Show Up and Let Yourself be Seen

Is vulnerability the same as weakness? “In our culture,” teaches Dr. Brené Brown, “we associate vulnerability with emotions we want to avoid such as fear, shame, and uncertainty. Yet we too often lose sight of the fact that vulnerability is also the birthplace of joy, belonging, creativity, authenticity, and love.” The Power of Vulnerability with Brené Brown offers an invitation and a promise—that when we dare to drop the armor that protects us from feeling vulnerable, we open ourselves to the experiences that bring purpose and meaning to our lives. In this video learning course, Dr. Brown dispels the cultural myth that vulnerability is weakness and reveals that it is, in truth, our most accurate measure of courage.

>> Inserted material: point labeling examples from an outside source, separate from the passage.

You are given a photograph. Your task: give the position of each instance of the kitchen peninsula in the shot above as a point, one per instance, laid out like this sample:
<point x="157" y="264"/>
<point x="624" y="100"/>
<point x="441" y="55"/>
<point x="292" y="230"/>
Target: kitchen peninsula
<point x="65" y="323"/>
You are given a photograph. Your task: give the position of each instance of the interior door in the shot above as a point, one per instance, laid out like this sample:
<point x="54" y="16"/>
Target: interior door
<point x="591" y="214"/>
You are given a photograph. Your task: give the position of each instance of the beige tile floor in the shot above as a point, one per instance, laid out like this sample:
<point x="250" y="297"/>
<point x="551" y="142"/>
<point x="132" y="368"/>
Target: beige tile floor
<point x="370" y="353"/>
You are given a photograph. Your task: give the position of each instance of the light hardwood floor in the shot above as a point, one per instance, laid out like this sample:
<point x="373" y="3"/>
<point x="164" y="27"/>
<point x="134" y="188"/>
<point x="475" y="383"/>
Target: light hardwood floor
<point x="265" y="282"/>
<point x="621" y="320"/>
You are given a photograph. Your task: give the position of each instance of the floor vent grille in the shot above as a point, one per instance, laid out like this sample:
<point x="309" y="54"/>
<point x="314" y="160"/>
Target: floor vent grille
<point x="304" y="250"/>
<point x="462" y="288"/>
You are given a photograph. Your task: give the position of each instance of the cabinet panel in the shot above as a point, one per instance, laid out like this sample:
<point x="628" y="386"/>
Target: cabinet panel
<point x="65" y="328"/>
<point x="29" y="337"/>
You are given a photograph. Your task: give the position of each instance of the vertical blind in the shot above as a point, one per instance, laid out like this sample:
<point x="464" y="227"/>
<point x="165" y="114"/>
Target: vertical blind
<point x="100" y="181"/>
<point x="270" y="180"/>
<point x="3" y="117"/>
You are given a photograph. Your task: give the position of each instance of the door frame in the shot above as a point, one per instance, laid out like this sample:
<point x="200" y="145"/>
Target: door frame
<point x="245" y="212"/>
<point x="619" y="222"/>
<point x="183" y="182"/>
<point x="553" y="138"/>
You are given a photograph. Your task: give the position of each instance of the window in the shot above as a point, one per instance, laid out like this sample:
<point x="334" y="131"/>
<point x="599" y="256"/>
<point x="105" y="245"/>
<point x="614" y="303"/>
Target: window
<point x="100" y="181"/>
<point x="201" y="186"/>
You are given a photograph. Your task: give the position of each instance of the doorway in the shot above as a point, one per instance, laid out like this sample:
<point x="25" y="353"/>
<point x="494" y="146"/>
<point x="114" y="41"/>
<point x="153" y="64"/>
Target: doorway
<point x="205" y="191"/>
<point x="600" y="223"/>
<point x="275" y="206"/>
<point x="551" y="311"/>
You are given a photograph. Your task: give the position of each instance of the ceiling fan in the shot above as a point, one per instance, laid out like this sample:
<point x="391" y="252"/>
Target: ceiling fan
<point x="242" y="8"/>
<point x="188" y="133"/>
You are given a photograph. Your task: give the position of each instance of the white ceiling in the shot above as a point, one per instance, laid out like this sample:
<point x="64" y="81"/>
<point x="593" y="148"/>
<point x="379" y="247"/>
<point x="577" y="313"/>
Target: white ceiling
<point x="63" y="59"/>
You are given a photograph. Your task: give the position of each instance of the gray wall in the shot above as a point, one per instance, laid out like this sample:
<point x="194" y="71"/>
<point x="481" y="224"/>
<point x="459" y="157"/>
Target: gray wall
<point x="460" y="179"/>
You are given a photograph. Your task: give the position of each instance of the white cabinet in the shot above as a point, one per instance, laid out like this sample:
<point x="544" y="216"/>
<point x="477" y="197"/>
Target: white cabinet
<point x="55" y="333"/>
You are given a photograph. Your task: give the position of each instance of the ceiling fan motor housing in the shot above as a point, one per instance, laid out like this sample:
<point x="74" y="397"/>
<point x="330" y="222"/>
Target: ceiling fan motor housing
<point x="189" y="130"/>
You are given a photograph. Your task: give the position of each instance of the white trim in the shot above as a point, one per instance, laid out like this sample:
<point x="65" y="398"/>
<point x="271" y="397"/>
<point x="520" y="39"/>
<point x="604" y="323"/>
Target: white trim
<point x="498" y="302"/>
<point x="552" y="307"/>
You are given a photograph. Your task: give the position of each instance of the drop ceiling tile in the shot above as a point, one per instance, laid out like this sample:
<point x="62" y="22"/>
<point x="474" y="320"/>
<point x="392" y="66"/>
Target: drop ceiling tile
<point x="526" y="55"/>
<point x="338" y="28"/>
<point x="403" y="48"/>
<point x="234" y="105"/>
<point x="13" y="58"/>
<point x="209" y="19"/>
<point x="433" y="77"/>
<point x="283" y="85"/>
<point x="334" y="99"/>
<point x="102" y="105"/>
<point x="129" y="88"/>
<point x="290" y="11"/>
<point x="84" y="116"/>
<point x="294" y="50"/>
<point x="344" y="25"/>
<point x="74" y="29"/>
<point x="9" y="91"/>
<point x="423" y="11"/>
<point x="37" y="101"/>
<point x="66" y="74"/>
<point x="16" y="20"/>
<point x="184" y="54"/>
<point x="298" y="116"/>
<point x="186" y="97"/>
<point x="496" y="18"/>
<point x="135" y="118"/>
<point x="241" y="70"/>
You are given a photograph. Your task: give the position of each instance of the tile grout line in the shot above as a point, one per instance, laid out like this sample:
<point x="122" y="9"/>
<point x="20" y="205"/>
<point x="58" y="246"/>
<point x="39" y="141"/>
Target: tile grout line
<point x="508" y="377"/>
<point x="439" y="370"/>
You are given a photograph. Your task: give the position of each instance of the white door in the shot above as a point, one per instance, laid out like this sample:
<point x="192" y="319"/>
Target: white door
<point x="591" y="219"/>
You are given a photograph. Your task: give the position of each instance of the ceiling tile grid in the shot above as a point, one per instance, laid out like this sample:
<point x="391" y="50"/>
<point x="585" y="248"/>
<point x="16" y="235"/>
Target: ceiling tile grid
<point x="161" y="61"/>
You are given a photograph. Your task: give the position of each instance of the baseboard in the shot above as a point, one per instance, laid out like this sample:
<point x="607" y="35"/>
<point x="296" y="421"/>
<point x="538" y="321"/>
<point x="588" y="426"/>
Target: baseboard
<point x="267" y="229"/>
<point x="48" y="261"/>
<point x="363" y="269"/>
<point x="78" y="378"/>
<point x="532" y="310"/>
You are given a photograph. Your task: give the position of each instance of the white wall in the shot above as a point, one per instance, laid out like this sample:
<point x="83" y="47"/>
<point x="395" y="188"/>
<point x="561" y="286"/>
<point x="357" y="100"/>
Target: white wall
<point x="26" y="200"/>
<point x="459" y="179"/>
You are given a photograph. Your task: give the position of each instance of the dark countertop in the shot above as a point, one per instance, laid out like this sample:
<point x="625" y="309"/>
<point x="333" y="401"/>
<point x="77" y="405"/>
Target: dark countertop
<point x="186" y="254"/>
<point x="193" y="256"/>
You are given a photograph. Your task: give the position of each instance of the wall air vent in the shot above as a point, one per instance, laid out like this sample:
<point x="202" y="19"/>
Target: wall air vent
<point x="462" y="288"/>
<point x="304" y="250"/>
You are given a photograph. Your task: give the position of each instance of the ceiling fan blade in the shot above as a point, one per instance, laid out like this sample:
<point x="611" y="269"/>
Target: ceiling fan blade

“The Power of Vulnerability with Brené Brown is a very personal project for me,” Brené explains. “This is the first place that all of my work comes together. This online course draws from all three of my books—it’s the culmination of everything I’ve learned over the past twelve years. I’m very excited to weave it all into a truly comprehensive form that shows what these findings and insights can mean in our lives.”

Over the past twelve years, Dr. Brené Brown has interviewed hundreds of people as part of an ongoing study of vulnerability. “The research shows that we try to ward disappointment with a shield of cynicism, disarm shame by numbing ourselves against joy, and circumvent grief by shutting off our willingness to love,” explains Dr. Brown. When we become aware of these patterns, she teaches, we begin to become conscious of how much we sacrifice in the name of self-defense—and how much richer our lives become when we open ourselves to vulnerability.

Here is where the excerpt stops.